5. Muitos heterossexuais e religiosos quiseram dizer o contrário, e isso fez toda a diferença desta parada. Sendo Julho, pico do calor, o encontro estava marcada para um parque a partir das 17h, e pouco depois já havia milhares de pessoas. Vendedores de sumos e gelados, barracas de fotografias, bandeiras arco-íris misturadas com bandeiras de Israel, e bandeiras arco-íris com estrelas-de-David lá dentro. Fila para a primeira revista, fila para a segunda, onde recebíamos uma pulseira lilás. O romancista David Grossman estava atrás de mim. Havia carrinhos de bebé por toda parte. Várias kipas, sinal religioso em algum grau. Não fosse o arco-íris predominante, podia ser uma simpática manifestação familiar de outra coisa qualquer. Mas que outra coisa qualquer reuniria escritores de esquerda, comunistas (muitas bandeiras vermelhas), movimentos religiosos LGBT (como o Havrutra, cheio de homens de kipa abraçados), tantos pais com filhos, tantos adolescentes na versão hippie 2016, vários pares gays abraçados ou de mão dada ou (raramente) num beijo, e uma dúzia de travestis, drag queens ou vestimentas mais noite-louca (nada radical)? Uma banca de gente de meia-idade com cartazes: “A minha filha é lésbica, e daí?” Todos pais de LGBTs. Um rapaz de coroa de flores e mão dada à mãe. Um rapaz de barba com um autocolante a dizer “Procuro marido”, ao lado uma rapariga com autocolante igual. Pares hetero com carrinho duplo de gémeos, abraçando os amigos. E aquele par, claramente religioso, ela de saia comprida, mangas compridas, cabelo coberto, ele de kipa, com um bebé tão mínimo que não dava para acreditar. Eram a família Porat, o bebé tinha um mês e meio. Não achavam muito importante a classificação, disseram-me, mas consideravam-se judeu modernos-ortodoxos. Sorriam o tempo todo, rodeados de arco-íris. Uma parada humanista, de algum modo, o melhor possível de Israel.
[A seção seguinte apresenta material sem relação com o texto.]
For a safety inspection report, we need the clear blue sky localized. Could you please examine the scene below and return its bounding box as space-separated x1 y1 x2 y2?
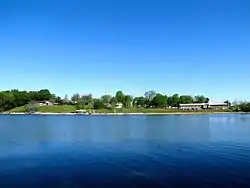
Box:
1 0 249 101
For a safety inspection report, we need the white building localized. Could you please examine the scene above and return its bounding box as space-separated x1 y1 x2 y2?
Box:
179 103 207 110
115 102 123 109
209 102 229 109
38 101 54 106
179 102 229 110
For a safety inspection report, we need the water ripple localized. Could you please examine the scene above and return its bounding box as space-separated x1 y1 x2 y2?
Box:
1 115 250 187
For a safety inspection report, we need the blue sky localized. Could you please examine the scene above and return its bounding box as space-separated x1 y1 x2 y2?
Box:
1 0 249 101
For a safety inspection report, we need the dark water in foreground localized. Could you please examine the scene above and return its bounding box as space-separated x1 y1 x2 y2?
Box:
0 114 250 187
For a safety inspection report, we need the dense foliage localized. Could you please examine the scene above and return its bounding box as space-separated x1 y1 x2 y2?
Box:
132 92 209 108
0 89 54 112
239 102 250 112
0 89 216 112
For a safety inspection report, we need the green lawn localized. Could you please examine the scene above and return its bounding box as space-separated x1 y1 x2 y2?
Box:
7 105 233 114
39 105 76 113
94 108 232 114
7 105 76 113
8 106 27 112
94 108 138 113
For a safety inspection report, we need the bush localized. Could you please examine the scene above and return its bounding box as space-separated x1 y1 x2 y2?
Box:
93 100 105 109
239 102 250 112
26 101 39 113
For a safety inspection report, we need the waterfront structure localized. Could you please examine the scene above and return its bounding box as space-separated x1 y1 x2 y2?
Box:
179 102 229 110
115 102 123 109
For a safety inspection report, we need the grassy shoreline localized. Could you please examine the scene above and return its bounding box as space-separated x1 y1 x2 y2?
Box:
0 112 245 117
3 111 243 116
3 105 243 115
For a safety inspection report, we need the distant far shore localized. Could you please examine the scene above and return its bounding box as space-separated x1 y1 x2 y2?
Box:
0 112 245 116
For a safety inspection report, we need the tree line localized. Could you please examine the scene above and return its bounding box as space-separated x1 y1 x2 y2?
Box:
0 89 53 112
70 90 211 110
0 89 249 112
238 102 250 112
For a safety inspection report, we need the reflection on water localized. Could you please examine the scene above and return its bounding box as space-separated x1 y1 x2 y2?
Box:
0 114 250 187
1 114 250 145
0 115 211 144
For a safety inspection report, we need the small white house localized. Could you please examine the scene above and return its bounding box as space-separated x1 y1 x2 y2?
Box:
38 101 54 106
115 102 123 109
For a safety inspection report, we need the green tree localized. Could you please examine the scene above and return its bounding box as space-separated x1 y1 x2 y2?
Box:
29 91 38 101
81 94 93 106
26 101 39 113
12 90 29 107
0 92 9 111
71 93 81 102
168 94 179 107
239 102 250 112
194 95 206 103
55 96 62 103
50 94 56 101
179 95 194 104
205 98 210 103
0 91 15 111
133 97 146 107
93 99 105 109
110 97 118 107
123 95 133 108
144 90 156 101
152 94 168 108
144 90 156 107
38 89 52 101
76 101 84 110
0 89 56 111
101 95 112 104
115 91 124 103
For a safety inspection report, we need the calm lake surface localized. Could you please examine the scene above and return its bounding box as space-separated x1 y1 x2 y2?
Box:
0 114 250 187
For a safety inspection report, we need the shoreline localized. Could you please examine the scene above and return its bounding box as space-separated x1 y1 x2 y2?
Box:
0 112 245 116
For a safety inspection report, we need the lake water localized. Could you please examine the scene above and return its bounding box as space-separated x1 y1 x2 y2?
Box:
0 114 250 187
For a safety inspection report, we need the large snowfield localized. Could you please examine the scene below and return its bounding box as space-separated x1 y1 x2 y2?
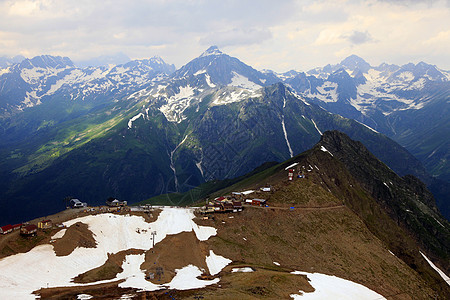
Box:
0 207 221 299
0 207 388 299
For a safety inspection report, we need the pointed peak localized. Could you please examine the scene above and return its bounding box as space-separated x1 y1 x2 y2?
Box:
340 54 371 72
149 55 166 63
199 46 224 58
341 54 366 63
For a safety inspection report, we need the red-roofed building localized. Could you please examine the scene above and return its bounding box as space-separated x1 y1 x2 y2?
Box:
20 224 38 236
12 224 22 231
0 224 13 234
251 199 267 206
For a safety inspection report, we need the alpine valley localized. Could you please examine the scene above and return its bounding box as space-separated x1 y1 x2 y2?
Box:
0 46 448 224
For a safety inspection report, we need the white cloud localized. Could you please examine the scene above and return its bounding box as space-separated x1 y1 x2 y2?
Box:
199 28 272 47
8 0 40 16
344 31 374 45
0 0 448 71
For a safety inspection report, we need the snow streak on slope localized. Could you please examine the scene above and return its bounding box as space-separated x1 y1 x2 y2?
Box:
354 120 379 133
0 207 220 299
311 119 322 135
281 117 293 158
420 252 450 286
290 271 386 299
128 113 144 129
170 134 190 191
281 97 293 158
320 146 333 156
195 149 205 179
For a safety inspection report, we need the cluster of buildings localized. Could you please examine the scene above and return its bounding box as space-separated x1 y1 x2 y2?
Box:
0 219 53 237
1 196 129 238
0 224 22 235
199 187 270 214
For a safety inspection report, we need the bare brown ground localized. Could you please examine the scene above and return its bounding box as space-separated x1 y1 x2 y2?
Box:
127 208 162 223
0 208 85 259
52 222 96 256
34 279 128 300
205 206 438 299
35 283 210 300
141 231 210 284
199 268 314 299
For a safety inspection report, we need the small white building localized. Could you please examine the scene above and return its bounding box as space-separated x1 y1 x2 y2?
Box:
106 198 127 207
70 198 87 208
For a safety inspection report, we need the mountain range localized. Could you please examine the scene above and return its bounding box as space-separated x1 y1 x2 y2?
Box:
0 46 448 223
277 54 450 183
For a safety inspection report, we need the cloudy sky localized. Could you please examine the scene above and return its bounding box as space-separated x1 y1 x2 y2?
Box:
0 0 449 72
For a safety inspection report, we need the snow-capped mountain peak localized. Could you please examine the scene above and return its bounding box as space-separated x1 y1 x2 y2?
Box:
19 55 74 70
199 45 224 58
339 54 371 73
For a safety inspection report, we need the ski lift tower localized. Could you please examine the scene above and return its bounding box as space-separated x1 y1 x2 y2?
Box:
151 230 157 248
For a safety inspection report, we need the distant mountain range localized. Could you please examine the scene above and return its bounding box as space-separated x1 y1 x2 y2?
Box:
0 46 448 223
275 54 450 183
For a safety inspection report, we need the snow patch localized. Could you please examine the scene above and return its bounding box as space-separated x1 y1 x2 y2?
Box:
320 146 333 156
206 250 232 276
51 229 67 240
194 69 207 76
128 113 144 129
290 271 386 299
232 267 254 273
407 78 426 90
167 264 220 290
159 85 195 122
273 262 280 266
118 255 219 291
117 254 160 291
398 71 414 82
241 190 254 195
205 74 215 87
311 81 338 103
211 87 262 106
0 67 10 76
285 162 299 170
229 71 261 90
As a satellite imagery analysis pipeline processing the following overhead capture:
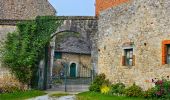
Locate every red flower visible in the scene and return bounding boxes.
[158,80,163,84]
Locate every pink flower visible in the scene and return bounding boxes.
[155,80,163,85]
[158,80,163,84]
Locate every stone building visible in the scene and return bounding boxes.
[96,0,170,89]
[0,0,55,78]
[2,0,170,90]
[0,1,98,89]
[54,34,92,78]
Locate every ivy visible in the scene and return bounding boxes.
[1,16,63,86]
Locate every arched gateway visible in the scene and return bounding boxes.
[40,16,98,91]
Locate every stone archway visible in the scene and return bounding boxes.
[49,17,98,79]
[44,16,98,90]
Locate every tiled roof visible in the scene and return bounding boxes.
[0,0,56,20]
[55,36,91,55]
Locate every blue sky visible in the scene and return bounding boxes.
[49,0,95,16]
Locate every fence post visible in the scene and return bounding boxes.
[91,70,94,82]
[62,62,68,92]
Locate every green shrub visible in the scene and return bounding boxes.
[124,83,143,97]
[89,73,110,92]
[152,78,170,98]
[89,84,100,92]
[110,83,125,95]
[143,87,156,98]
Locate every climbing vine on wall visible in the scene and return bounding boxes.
[1,16,63,86]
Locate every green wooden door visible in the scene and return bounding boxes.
[70,63,76,77]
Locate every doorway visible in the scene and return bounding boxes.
[70,63,76,77]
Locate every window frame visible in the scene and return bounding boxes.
[166,44,170,64]
[161,40,170,65]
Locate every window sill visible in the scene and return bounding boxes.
[164,64,170,68]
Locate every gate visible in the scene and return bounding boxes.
[49,62,94,92]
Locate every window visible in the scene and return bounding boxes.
[125,49,133,66]
[122,48,135,66]
[162,40,170,65]
[54,52,62,59]
[167,45,170,64]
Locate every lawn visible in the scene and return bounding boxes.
[76,92,145,100]
[0,90,46,100]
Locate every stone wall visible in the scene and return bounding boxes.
[0,25,16,40]
[54,53,92,77]
[54,17,98,54]
[0,0,56,80]
[0,16,98,85]
[98,0,170,90]
[0,25,16,78]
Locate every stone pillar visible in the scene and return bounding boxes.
[49,36,56,77]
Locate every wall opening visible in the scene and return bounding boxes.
[70,63,77,78]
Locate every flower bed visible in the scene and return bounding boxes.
[89,73,170,99]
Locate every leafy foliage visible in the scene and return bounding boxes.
[76,92,144,100]
[1,16,63,87]
[89,73,110,92]
[143,87,156,98]
[110,83,125,95]
[124,83,143,97]
[152,78,170,98]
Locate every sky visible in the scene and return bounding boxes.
[48,0,95,16]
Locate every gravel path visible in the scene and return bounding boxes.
[27,94,76,100]
[53,95,76,100]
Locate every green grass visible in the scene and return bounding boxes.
[50,93,69,98]
[0,90,46,100]
[76,92,144,100]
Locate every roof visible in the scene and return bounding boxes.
[0,0,56,20]
[96,0,129,16]
[55,36,91,55]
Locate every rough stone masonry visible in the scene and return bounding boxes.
[97,0,170,90]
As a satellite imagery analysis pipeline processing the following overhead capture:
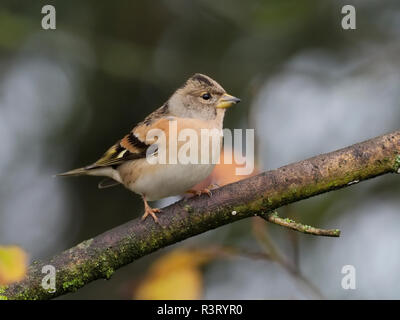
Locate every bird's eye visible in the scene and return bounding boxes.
[202,93,211,100]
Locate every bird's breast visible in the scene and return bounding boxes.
[119,161,216,201]
[118,115,224,200]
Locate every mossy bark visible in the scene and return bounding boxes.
[3,130,400,300]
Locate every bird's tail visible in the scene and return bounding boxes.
[56,165,120,188]
[56,167,90,177]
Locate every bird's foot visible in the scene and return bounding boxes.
[141,206,162,223]
[141,194,161,223]
[186,184,219,197]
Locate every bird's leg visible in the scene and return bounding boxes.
[141,195,161,223]
[186,184,219,197]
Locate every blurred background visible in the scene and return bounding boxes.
[0,0,399,299]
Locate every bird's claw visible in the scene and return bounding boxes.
[141,207,162,223]
[186,187,215,197]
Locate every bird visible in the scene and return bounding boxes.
[57,73,240,223]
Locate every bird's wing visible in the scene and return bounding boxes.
[88,134,150,168]
[87,105,170,169]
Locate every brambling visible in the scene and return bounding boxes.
[58,73,240,222]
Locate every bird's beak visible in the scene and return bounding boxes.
[216,93,241,109]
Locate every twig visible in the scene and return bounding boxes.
[260,211,340,237]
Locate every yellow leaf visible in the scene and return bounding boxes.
[134,249,215,300]
[135,268,202,300]
[150,249,214,276]
[0,245,28,285]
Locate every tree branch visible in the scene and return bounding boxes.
[1,130,400,300]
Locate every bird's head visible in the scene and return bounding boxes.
[168,73,240,120]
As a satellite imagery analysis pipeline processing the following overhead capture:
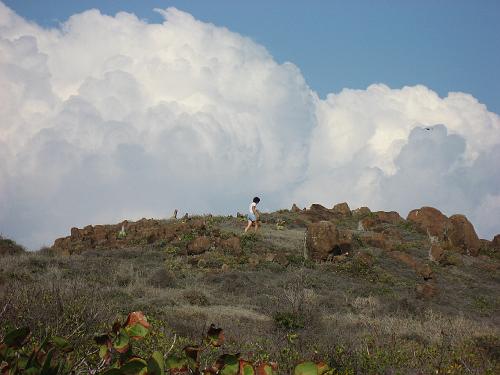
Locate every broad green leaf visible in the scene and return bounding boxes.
[293,361,318,375]
[4,327,31,348]
[50,336,73,353]
[165,355,189,371]
[255,363,276,375]
[217,354,240,375]
[120,357,148,375]
[147,351,165,375]
[114,329,130,353]
[239,360,255,375]
[125,324,149,340]
[99,345,110,360]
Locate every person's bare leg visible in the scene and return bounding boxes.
[254,220,259,232]
[244,220,253,233]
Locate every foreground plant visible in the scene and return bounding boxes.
[0,326,73,374]
[1,312,334,374]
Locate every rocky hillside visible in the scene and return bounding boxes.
[1,202,499,374]
[49,202,500,303]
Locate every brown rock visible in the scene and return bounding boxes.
[361,232,391,251]
[429,244,445,262]
[70,227,81,239]
[416,264,434,280]
[221,264,230,272]
[291,203,301,213]
[332,202,351,217]
[358,211,403,231]
[338,229,353,253]
[407,206,450,240]
[447,214,480,256]
[306,221,342,261]
[382,227,403,240]
[416,281,438,299]
[304,204,338,222]
[492,234,500,249]
[375,211,403,225]
[352,206,371,217]
[187,236,211,255]
[220,237,241,253]
[94,225,108,243]
[358,217,378,231]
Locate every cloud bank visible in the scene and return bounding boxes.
[0,2,499,248]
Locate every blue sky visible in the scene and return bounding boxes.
[5,0,500,113]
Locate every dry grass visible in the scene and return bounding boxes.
[1,213,499,374]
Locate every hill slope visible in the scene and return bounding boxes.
[0,203,499,374]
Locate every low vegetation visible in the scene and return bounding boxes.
[1,209,499,374]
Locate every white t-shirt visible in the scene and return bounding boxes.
[249,202,256,214]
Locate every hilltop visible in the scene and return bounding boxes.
[0,203,499,374]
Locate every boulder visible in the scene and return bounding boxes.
[429,244,445,263]
[492,234,500,249]
[375,211,403,225]
[291,203,301,213]
[358,217,378,231]
[407,206,450,240]
[306,221,343,261]
[337,229,353,253]
[447,214,480,256]
[358,211,403,231]
[332,202,351,217]
[220,236,241,254]
[360,232,394,251]
[187,236,211,255]
[304,204,338,222]
[352,206,371,217]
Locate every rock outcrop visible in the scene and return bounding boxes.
[332,202,351,217]
[52,218,207,255]
[492,234,500,249]
[408,207,482,257]
[306,221,349,261]
[447,215,481,256]
[358,211,403,231]
[407,207,450,240]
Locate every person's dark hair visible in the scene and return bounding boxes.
[253,197,260,204]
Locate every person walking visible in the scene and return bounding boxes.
[244,197,260,233]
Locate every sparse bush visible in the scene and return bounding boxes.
[182,289,210,306]
[148,268,176,288]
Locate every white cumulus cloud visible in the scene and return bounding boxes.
[0,2,499,248]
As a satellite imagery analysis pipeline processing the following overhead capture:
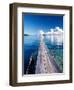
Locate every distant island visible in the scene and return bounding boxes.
[24,34,30,36]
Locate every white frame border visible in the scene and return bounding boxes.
[17,7,70,83]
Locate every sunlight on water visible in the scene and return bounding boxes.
[24,34,63,74]
[46,34,63,45]
[44,34,63,72]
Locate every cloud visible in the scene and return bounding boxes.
[38,27,63,35]
[55,27,63,33]
[46,27,63,35]
[39,30,44,35]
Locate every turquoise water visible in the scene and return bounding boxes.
[44,35,63,72]
[24,35,40,74]
[24,35,63,74]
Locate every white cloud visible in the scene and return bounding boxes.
[39,30,44,35]
[38,27,63,35]
[46,27,63,35]
[55,27,63,33]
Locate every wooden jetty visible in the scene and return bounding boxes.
[35,35,61,74]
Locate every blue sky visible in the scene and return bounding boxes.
[23,13,63,35]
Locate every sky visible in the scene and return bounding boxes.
[23,13,63,35]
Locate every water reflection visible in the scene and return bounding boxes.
[46,34,63,45]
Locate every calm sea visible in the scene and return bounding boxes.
[24,35,63,74]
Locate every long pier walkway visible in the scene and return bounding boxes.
[35,35,61,74]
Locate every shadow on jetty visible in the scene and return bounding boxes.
[26,52,37,74]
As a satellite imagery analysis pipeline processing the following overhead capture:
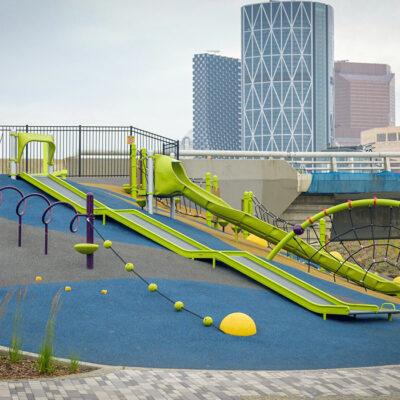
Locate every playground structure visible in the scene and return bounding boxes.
[5,131,400,321]
[0,184,98,269]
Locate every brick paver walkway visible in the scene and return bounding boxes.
[1,365,400,399]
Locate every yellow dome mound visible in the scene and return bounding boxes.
[393,276,400,284]
[246,234,268,248]
[219,312,257,336]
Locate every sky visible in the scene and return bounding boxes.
[1,0,399,140]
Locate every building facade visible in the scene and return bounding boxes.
[360,126,400,152]
[241,1,334,152]
[192,53,241,150]
[334,61,396,147]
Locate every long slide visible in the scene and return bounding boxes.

6. Algumas pessoas traziam cartazes com as frase dos rabis radicais, e cantavam “Não matarás”. Mais à frente havia uma banda feminina de percussão, conduzida por um maestro barbudo de mini-saia. Uma barreira de autocarros vazios reforçava as grades laterais. Do outro lado da rua, bandeiras negras: eram as dezenas de contestários, religiosos e de extrema-direita, separados por todo um aparato policial. No fim da noite, a polícia anunciará ter detido cerca de meia-centena de pessoas, duas com facas.

7. No cruzamento antes do ponto onde Shira foi morta, muitas centenas de atrasados tentam entrar na marcha, bloqueados por uma fila de polícias. Vão entrando revistados um a um. Mais acima, está o retrato gigante de Shira, molhos de flores vermelhas. Os pais dela tinham apelado à participação. “No ano passado, a nossa filha foi morta por acreditar que toda a gente tem direito a viver a sua vida sem ter vergonha do que é”, disse o pai no parque onde a parada desagua. “Não deixem que o ódio, a ignorância e o preconceito vos consumam. Lutem pelo vosso direito.”